5% Tween 20 in PBS followed by another resuspension in washing Crizotinib cost buf fer. The labeled cells were detected Inhibitors,Modulators,Libraries in the green channel Inhibitors,Modulators,Libraries of a flow cytometer, CyAn Inhibitors,Modulators,Libraries ADP. FITC conjugated mouse mono clonal IgG1 was used as isotype control. MTT assay Cell viability was estimated by the enzymatic conversion of 3 2,5 diphenyltetrazolium bromide to formazan crystals in live cells. Formazan was dissolved in dimethyl sulfoxide at 90 min after addition of MTT to the culture med ium, and quantified by a spectrophotometer or a micro plate reader at 560 nm. Annexin V and propidium iodide binding assay The OPC cultures were maintained in 60 mm dishes and subjected to various experimental treatments. At 0, 24, and 48 h after these treatments, the culture medium containing detached dead cells was collected, and the attached cells were washed once with 2 ml of Ca2 and Mg2 free HBSS.
The attached cells were removed from the plate by exposure to 0. 5 ml of 0. 05% trypsin at 37 C for 2 min, suspended in 2 ml of GM with 625 ug ml trypsin inhibitor, and collected into a 15 ml tube together with the saved medium and the Ca2 and Mg2 free HBSS used for wash. After centrifuge at 520 xg for 10 min, the pellet was resuspended into 0. 4 ml Inhibitors,Modulators,Libraries of binding buffer D glucose. Five ul of FITC conjugated annexin V solution and propidium iodide were added into 0. 1 ml of the cell suspension. After incubation at room temperature for 15 min in the dark, 0. 3 ml of the bind ing buffer was added to the cell suspension. To deter mine the absolute number of cells Inhibitors,Modulators,Libraries in each preparation, Flow Count fluorospheres were added at a concentra tion of 19 beads ul just before flow cytometry by CyAn ADP.

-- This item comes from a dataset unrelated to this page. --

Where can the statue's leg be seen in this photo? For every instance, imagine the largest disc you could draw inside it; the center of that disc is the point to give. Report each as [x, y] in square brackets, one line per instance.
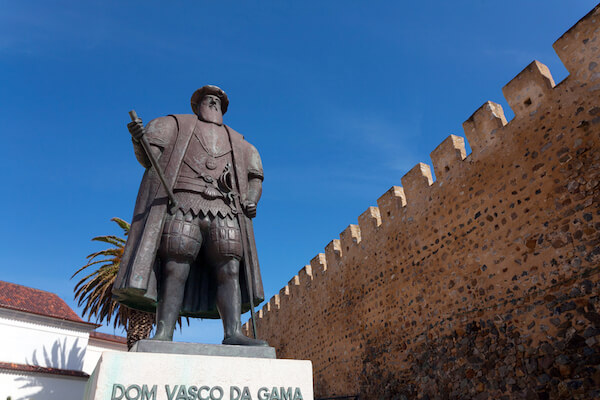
[180, 243]
[225, 252]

Fluores cence of annexin V FITC and PI were detected in FL 1 and FL 4 channels, respectively. Gatings and data acqui sition and analysis were carried out using Summit soft ware as described previously. Cell death and loss of mitochondrial molarity calculator membrane potential assay Rat OPCs cultured in 24 well plates were treated with the GM or the GM supplemented with IFNg for 12, 18, and 24 h. Prior to collection, cells were incubated with tetramethylrhodamine ethyl ester at 37 C for 30 min. Then, culture medium containing dead cells was collected, and cells were washed once with 0. 5 ml of the Ca2 and Mg2 free HBSS. Attached cells were removed with 150 ul of 0. 05% trypsin for 1 min, suspended in 1 ml of the GM, and collected into a 15 ml tube together with the saved medium and the Ca2 and Mg2 free HBSS used for washing. After cen trifugation with 1500 rpm for 5 min, the supernatant was aspirated and the pellet was kept on ice. Pellets were resuspended with 0. 5 ml PBS containing 5 uM DAPI and 0. 1% BSA immediately prior to analysis by flow cytometry employing a Cyan ADP Flow Cytometer.